Detailed overview of the MicroLM project, showcasing two parallel LLM development pipelines: a self-developed TransformerLM and a Qwen-based fine-tuning an
%%{init: {"theme": "base", "themeVariables": {"background": "#ffffff", "primaryColor": "#eef6ff", "primaryBorderColor": "#60a5fa", "primaryTextColor": "#0f172a", "lineColor": "#64748b", "clusterBkg": "#f8fafc", "clusterBorder": "#cbd5e1"}}}%%
flowchart TB
subgraph A["主线 A+B:自研 MicroLM"]
direction TB
A1["原始中文语料<br>~141 万条"] --> A2["prepare_pretrain_jsonl.py<br>清洗 · 去重 · 切分 · EOS"]
A2 --> A3["bpe.py<br>byte-level BPE · vocab=6400"]
A3 --> A4["tokenizer.py / tokenization<br>文本 → token ids → memmap"]
A4 --> A5["train_pretrain.py<br>TransformerLM 预训练 · 31.7M"]
A5 --> A6["train_sft.py<br>全参 SFT"]
A5 --> A7["lora.py + LoRA 训练<br>0.83% 可训练参数"]
A6 --> A8["推理与系统化<br>generate_text · chat.py · KV Cache"]
A7 --> A8
end
subgraph B["主线 C+D:Qwen 迁移与结构化输出"]
direction TB
B1["InstructIE 原始数据<br>171K · 12 topics"] --> B2["01~06 数据 pipeline<br>标准化 → 过滤 → 分层 → 派生 → 采样 → 转写"]
B2 --> B3["train_qwen_lora.py<br>Qwen2.5-1.5B + PEFT LoRA"]
B3 --> B4["run_instructie_eval.py<br>4 模型 × 40 prompts × 4 指标"]
B4 --> B5["export_final_model.py<br>merge adaptor → HF 目录"]
B5 --> B6["vLLM 部署与验证<br>serve · smoke · benchmark · stability"]
end
A8 -. "评测阶段汇合" .-> B4
classDef self fill:#eff6ff,stroke:#60a5fa,stroke-width:1.4px,color:#0f172a;
classDef qwen fill:#f0fdf4,stroke:#22c55e,stroke-width:1.4px,color:#0f172a;
class A1,A2,A3,A4,A5,A6,A7,A8 self;
class B1,B2,B3,B4,B5,B6 qwen;
This diagram illustrates two distinct but related Large Language Model (LLM) development pipelines.

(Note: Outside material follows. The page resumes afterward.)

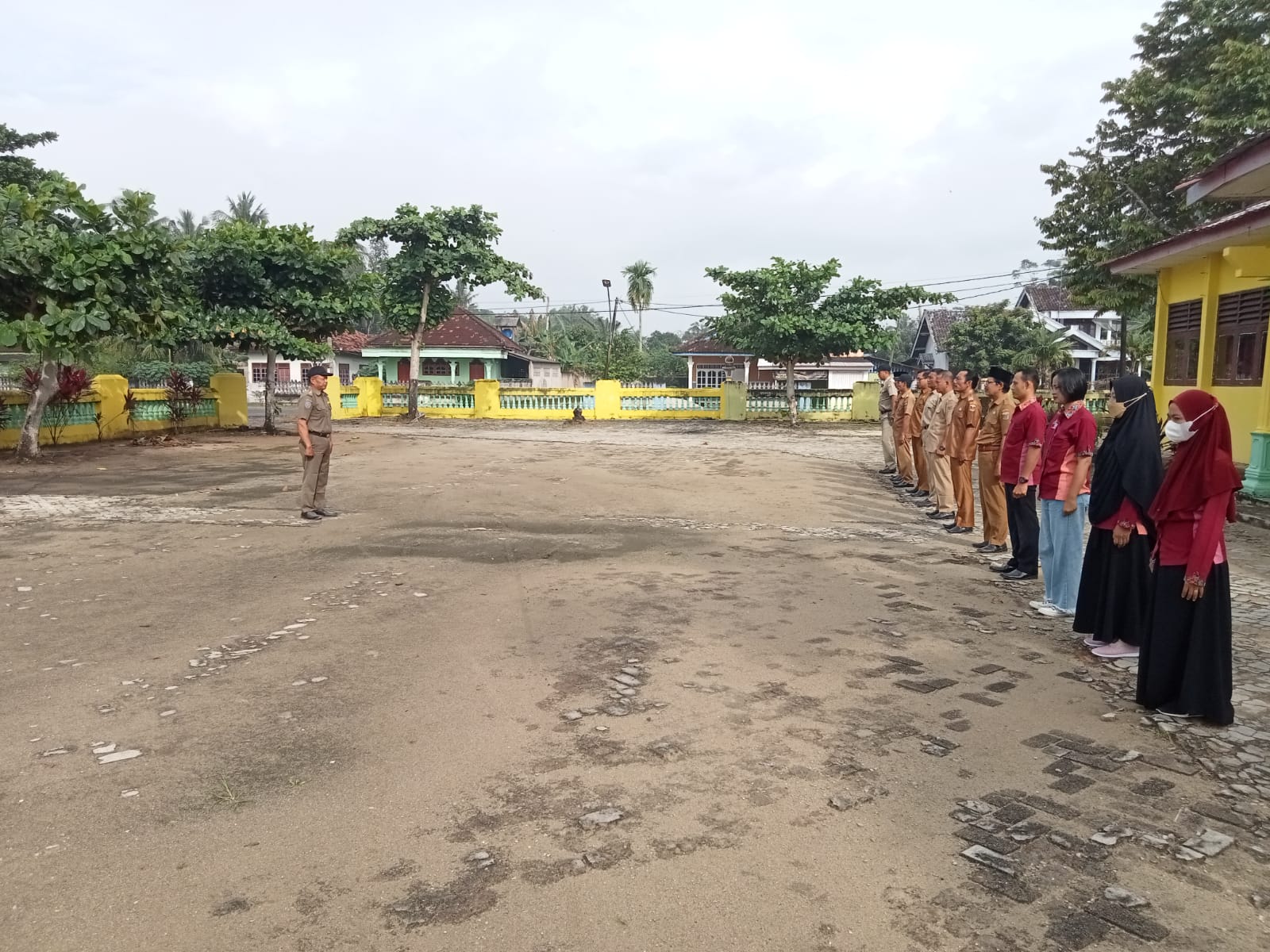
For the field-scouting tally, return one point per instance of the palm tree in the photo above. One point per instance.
(243, 209)
(186, 226)
(1048, 351)
(639, 290)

The 'Self-developed MicroLM' line covers data preparation, byte-level BPE tokenization, pre-training a 31.7M TransformerLM, and subsequent full-parameter SFT or LoRA fine-tuning, culminating in inference. The 'Qwen Migration' line details a data pipeline for InstructIE, LoRA fine-tuning of Qwen2.5-1.5B, comprehensive evaluation across multiple models and metrics, model merging, and vLLM deployment. Both pipelines converge at the evaluation stage, comparing various model variants.

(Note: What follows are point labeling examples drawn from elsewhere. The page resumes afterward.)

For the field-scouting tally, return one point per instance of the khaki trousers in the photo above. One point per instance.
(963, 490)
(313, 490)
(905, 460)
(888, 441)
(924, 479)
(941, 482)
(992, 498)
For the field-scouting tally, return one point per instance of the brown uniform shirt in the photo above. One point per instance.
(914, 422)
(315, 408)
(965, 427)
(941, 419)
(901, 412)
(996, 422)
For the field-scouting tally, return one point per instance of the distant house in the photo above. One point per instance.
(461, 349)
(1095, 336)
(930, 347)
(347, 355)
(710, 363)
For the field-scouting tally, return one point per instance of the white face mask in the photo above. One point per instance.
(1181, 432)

Use this diagram when planning or understanding end-to-end LLM development workflows, particularly for projects involving both foundational model training from scratch and fine-tuning existing open-source models. It's useful for comparing different approaches to data preparation, model training, fine-tuning, and deployment strategies for LLMs.

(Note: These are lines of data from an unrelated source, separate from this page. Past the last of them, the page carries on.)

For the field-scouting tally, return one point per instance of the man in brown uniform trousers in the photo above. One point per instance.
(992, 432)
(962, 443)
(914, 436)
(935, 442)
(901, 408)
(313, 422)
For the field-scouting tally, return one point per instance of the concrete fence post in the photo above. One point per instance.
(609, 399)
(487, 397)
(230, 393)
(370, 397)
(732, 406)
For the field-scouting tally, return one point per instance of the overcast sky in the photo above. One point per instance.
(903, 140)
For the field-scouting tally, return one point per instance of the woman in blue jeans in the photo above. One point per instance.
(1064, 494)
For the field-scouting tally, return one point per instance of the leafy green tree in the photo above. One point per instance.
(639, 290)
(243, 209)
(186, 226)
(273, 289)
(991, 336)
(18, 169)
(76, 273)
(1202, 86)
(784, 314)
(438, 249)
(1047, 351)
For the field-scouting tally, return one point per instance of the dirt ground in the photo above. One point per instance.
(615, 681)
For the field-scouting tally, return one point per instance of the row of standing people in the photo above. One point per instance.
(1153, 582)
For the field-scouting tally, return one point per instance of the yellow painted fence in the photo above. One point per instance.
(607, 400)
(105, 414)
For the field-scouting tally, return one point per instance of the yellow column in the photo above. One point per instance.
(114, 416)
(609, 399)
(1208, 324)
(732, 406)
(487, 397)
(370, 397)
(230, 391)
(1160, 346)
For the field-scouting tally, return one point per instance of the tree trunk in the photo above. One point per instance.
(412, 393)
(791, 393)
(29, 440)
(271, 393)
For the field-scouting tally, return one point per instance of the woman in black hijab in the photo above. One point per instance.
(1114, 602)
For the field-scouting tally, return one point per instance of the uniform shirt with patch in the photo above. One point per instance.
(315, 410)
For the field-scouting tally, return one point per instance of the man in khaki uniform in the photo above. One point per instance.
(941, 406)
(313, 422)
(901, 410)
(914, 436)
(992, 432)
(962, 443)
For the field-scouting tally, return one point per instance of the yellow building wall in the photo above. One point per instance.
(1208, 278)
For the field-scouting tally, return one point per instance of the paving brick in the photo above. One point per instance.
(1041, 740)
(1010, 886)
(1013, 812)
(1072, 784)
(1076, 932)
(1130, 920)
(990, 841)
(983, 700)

This diagram can be adapted by modifying the initial data sources, replacing the self-developed TransformerLM with a different custom architecture, or substituting Qwen with another base LLM (e.g., Llama, Mistral). Different fine-tuning techniques (e.g., QLoRA, P-tuning) can be integrated. The evaluation metrics and deployment targets (e.g., TGI, OpenAI API) can also be customized to fit specific project requirements.